= Duncan Mackellar =

Scottish-born colonial settler (born c. 1789)

Captain Duncan Mackellar (born c. 1789), was a sea captain who later became a colonial settler in New South Wales, Australia. After a notable maritime career, including a daring escape from French capture in 1812, he visited Sydney in 1822 and decided to settle there. By 1829, he and his nephew, Duncan Mackellar, Junior, acquired substantial land near Braidwood.

Mackellar developed a significant estate and was appointed a magistrate in 1833. Facing the end of convict transportation, he advocated for the importation of indentured labour. In 1836, he sold his land and returned to Scotland, where he published a guide on emigrating to Australia. Despite his brief stay, he is remembered as an early settler in the Braidwood district, commemorated by Mackellar Street and Duncan Street.

== Early life and maritime career ==
Mackellar was born around 1789 in the parish of Kilmodan, Scotland. Known as Duncan Mackellar of Glendaruel, he was recognized as the head of the Mackellar clan. The life of the clans had been suppressed, after the Jacobite Rebellion, under legislation including the Act of Proscription, 1746. Although that Act was repealed in 1782, the Heritable Jurisdictions (Scotland) Act 1746, which had removed the authority of clan chieftains, remained in force. Highland Scots such as Mackellar needed to support themselves.

He became a sea captain and in 1812, his ship was captured by the French and taken to Brest. Demonstrating his leadership and bravery, Mackellar and his crew overpowered the prize crew and escaped back to England. In 1814, Mackellar married Margaret Dick (b. 1794). The couple had five children.

== Ventures in Australia ==
In 1822, Mackellar visited Sydney while commanding Clydesdale, a ship sailing under the license of the East India Company. It is possible that during this visit he decided to settle in the colony, potentially receiving a land grant. By 1825, Mackellar was the captain of City of Edinburgh, a ship owned by The Australian Company of Edinburgh and Leith. This ship operated between Britain and New South Wales. Among the passengers were Mackellar’s nephew, Duncan Mackellar, Junior, and his family.

Mackellar resigned from his seafaring career and decided to stay in New South Wales as a settler during the administration of Governor Darling in 1828. Darling favoured military men for both administrative roles and land grants. Mackellar supported Darling, aligning himself with the "Exclusives," a faction opposed to the "Emancipists" and "Emigrants" who accused Darling's administration of nepotism and cronyism.

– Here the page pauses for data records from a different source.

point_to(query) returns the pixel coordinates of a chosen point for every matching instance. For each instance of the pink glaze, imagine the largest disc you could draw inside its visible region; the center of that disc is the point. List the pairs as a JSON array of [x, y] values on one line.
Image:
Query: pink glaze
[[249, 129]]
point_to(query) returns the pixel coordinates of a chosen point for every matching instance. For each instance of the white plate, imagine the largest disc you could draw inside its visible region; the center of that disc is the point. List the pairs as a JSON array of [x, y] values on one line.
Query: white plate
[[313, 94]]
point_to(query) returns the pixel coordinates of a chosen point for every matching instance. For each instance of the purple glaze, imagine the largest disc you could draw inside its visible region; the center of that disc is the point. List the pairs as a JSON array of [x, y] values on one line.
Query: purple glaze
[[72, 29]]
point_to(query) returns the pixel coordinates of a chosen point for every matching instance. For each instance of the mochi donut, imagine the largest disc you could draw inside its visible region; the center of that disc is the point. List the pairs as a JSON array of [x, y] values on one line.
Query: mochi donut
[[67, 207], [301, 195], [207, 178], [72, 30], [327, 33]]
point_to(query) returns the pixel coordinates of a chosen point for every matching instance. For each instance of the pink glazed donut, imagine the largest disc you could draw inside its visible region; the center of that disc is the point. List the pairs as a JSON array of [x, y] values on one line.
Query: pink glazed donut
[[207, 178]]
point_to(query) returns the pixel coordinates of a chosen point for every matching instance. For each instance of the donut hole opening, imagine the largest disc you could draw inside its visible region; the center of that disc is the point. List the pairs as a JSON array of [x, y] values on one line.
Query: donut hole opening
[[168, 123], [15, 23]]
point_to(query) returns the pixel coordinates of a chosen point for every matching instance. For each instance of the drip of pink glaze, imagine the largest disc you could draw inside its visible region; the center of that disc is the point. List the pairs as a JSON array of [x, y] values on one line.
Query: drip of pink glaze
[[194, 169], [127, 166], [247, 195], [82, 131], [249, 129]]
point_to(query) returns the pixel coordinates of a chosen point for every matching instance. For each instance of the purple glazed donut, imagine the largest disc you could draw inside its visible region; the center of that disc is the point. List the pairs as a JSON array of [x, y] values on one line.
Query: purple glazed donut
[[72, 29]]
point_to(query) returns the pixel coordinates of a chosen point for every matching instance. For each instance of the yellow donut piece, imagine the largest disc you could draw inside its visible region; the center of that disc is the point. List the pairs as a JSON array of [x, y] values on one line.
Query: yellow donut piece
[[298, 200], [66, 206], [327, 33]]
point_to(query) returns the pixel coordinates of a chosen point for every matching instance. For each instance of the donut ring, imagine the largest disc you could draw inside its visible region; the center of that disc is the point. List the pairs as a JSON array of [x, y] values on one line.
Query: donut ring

== Land acquisition and development ==
In 1829, Mackellar and his nephew acquired a combined total of 3250 acres near present-day Braidwood. By 1830, Mackellar had established a substantial estate with a stone house, a wood slab house, several huts, 12 assigned convicts, and two free servants. The property, known as "Strathalan," was stocked with sheep, cattle, and horses, and had 120 acres cleared.

Mackellar had the right to graze on an additional 6000 acres of adjacent land for a rental payment. He later purchased 4000 acres, likely some of the land he had been renting. By 1835, he was applying to buy more land near his nephew’s grant, west of the Shoalhaven River, at Bombay.

In 1833, Mackellar was appointed a magistrate, recognizing his prominence in the district.

== Later years and legacy ==
By 1837, facing the potential end of convict transportation, the large landholders, including Mackellar, advocated for the immigration of "coolies" from India or China to replace convict labour. Mackellar gave evidence to a committee of the Legislative Council in June 1837, supporting this idea. However, this plantation-style economy was opposed by other colonists seeking self-government.

Mackellar sold his landholding in 1836, likely at a significant profit, to John Coghill. He returned to Scotland in 1837 and published An Emigrant's Guide to Australia in 1839, detailing his farming experiences in New South Wales. He claimed that his £3500 investment in sheep had grown to £24,000 in eight years.

The exact date of Mackellar's death is unclear. His nephew, Duncan Mackellar, Junior, died in 1838, with his landholding held in trust for his three sons. Although Mackellar did not remain long in New South Wales, he is remembered as one of the first colonial settlers of the Braidwood district. Mackellar Street and Duncan Street in Braidwood are named in honour of both him and his nephew.